Pneumonia can be treated with antibiotics, but less than 20% of children with pneumonia receive the antibiotics they need. Although the WHO guidelines advise health workers to provide oral antibiotics for cases of non-severe pneumonia and to refer severe cases to hospitals for treatment with antibiotics by injection, many children with severe pneumonia either die before they reach a hospital, or are so sick by the time they arrive that nothing more can be done to save them.
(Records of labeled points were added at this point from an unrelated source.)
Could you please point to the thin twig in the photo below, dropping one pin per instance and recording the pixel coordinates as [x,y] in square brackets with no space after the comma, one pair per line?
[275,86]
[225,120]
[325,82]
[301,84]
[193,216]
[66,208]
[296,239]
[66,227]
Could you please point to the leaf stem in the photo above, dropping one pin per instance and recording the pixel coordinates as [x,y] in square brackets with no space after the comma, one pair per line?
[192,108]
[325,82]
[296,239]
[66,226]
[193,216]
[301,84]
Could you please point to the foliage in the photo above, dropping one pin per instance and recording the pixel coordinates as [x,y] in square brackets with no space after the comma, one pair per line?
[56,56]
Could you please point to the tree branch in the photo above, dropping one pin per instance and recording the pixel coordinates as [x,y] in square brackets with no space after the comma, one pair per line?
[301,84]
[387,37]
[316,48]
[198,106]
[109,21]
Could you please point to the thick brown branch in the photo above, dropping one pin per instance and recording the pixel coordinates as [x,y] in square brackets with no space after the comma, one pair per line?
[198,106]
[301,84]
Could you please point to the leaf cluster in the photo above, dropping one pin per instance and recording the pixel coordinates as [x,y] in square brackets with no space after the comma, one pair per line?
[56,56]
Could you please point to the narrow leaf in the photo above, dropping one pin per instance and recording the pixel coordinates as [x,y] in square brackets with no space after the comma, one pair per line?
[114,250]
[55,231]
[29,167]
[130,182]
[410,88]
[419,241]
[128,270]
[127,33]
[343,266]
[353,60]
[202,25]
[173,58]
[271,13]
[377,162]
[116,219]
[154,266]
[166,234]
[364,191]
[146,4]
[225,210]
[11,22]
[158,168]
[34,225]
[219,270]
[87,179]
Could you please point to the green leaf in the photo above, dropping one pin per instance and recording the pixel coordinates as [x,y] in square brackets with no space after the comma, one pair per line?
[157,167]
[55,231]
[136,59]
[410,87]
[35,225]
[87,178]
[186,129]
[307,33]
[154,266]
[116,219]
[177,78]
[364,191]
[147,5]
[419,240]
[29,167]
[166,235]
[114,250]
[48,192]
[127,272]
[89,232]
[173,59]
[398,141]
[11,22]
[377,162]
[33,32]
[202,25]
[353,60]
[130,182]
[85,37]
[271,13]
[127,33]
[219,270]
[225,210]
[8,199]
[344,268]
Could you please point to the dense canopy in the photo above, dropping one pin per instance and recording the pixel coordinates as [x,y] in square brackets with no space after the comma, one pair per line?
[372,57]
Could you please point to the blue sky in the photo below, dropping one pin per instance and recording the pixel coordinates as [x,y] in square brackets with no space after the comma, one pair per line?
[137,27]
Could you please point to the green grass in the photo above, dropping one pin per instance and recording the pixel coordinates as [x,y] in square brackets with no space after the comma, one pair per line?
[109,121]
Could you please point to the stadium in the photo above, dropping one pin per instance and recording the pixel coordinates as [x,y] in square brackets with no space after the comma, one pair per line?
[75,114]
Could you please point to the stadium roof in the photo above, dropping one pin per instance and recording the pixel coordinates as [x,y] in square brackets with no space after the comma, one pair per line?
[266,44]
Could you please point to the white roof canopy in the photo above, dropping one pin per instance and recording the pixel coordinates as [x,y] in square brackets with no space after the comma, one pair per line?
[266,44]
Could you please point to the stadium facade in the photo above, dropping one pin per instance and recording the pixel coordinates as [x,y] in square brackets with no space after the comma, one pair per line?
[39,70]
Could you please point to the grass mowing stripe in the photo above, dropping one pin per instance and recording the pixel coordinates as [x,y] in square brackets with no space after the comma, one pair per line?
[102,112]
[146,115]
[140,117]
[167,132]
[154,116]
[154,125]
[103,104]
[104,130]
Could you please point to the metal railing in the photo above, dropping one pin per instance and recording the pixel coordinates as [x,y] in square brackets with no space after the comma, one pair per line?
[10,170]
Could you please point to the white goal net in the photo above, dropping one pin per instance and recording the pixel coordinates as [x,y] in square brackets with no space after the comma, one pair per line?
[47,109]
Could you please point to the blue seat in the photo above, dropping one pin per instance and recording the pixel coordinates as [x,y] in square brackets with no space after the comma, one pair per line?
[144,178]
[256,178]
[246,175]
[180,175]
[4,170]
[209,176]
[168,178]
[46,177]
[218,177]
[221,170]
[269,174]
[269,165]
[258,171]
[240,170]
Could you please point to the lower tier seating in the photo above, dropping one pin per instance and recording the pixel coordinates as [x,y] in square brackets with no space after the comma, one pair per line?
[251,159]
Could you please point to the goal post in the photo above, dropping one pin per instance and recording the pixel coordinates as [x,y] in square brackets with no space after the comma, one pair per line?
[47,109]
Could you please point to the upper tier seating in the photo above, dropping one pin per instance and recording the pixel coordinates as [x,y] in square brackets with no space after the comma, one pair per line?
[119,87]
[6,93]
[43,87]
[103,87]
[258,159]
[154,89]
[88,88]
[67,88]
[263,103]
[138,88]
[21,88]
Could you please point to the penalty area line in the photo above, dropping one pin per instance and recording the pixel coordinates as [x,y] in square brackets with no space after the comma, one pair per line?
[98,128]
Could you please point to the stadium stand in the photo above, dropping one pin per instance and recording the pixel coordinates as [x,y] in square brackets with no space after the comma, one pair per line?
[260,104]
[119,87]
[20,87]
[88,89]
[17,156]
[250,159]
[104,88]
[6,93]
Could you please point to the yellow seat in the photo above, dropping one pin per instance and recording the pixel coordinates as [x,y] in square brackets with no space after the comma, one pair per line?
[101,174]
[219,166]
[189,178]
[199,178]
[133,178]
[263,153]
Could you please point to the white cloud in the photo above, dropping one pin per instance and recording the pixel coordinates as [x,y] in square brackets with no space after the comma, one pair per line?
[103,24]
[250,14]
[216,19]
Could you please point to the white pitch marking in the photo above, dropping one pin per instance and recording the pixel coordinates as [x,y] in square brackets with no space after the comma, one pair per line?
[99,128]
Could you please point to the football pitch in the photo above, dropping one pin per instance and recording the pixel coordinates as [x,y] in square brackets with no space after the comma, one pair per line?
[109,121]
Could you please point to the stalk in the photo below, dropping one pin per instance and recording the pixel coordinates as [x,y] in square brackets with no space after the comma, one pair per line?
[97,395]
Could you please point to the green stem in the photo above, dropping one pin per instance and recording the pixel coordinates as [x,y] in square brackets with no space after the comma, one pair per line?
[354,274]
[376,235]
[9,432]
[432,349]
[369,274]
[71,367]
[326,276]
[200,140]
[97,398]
Hence, WHO, and UNICEF have initiated a Global Action Plan for Prevention and Control of Pneumonia (GAPP) in the context of child survival strategy which identifies priority activities that need to be conducted to reduce pneumonia mortality.

About 60% of pneumonia cases in the developing world are caused mainly by bacteria. Antibiotics to a large extend can control pneumonia if provided well on time. Dr.Y.C.Govil (Professor of Pediatrics in Chatrapati Sahuji Maharaj Medical University) says," Penicillin was discovered in the 1930s, and before that there were no antibiotics and people use to die like flies. Similar thing will happen if pneumonia is not checked. It is unfortunate, but now a days, a lot of antibiotic misuse is happening in our country and the reason is that many a times patients are been treated by unqualified practitioners of medicine in rural areas. I think almost 20%-30% or even more of patients would initially go to an unqualified practitioner. So here they are in the habit of advising lots of broad spectrum antibiotics in the beginning. Even in viral infection, where antibiotics are not usually indicated, antibiotics are prescribed. This is also prevalent in the urban setup as well. Very often patients try to self medicate also, as antibiotics are easily available over the counter. This develops a resistance against normal (narrow spectrum) antibiotics, thus making them ineffective." 

Very severe pneumonia in children under five requires treatment with injectible antibiotics in a hospital. The case management strategy for very severe pneumonia, which includes treatment with injectible chloramphenicol followed by oral chloramphenicol, has successfully decreased child deaths from pneumonia. WHO recommends the treatment at the level of  primary health workers, and for them the guidelines are just to recognize it by increased respiratory rate  and administer some basic antibiotics and if required then refer the child to a hospital.

Dr. Vijaya Mohan (Consultant Pediatrician, Vivekananda Polyclinic and Institute of Medical Sciences) says," We can diagnose pneumonia by physical and clinical findings and also by examining blood or X-ray. Even if the facilities are not available then by simply examining the child one can detect pneumonia. Antibiotics administered in the treatment of pneumonia, actually depend on the organism which is causing pneumonia. Penicillins, cephalosporins are usually suggested. But in the field WHO recommends Cotrimoxazole, Chloramphenicol."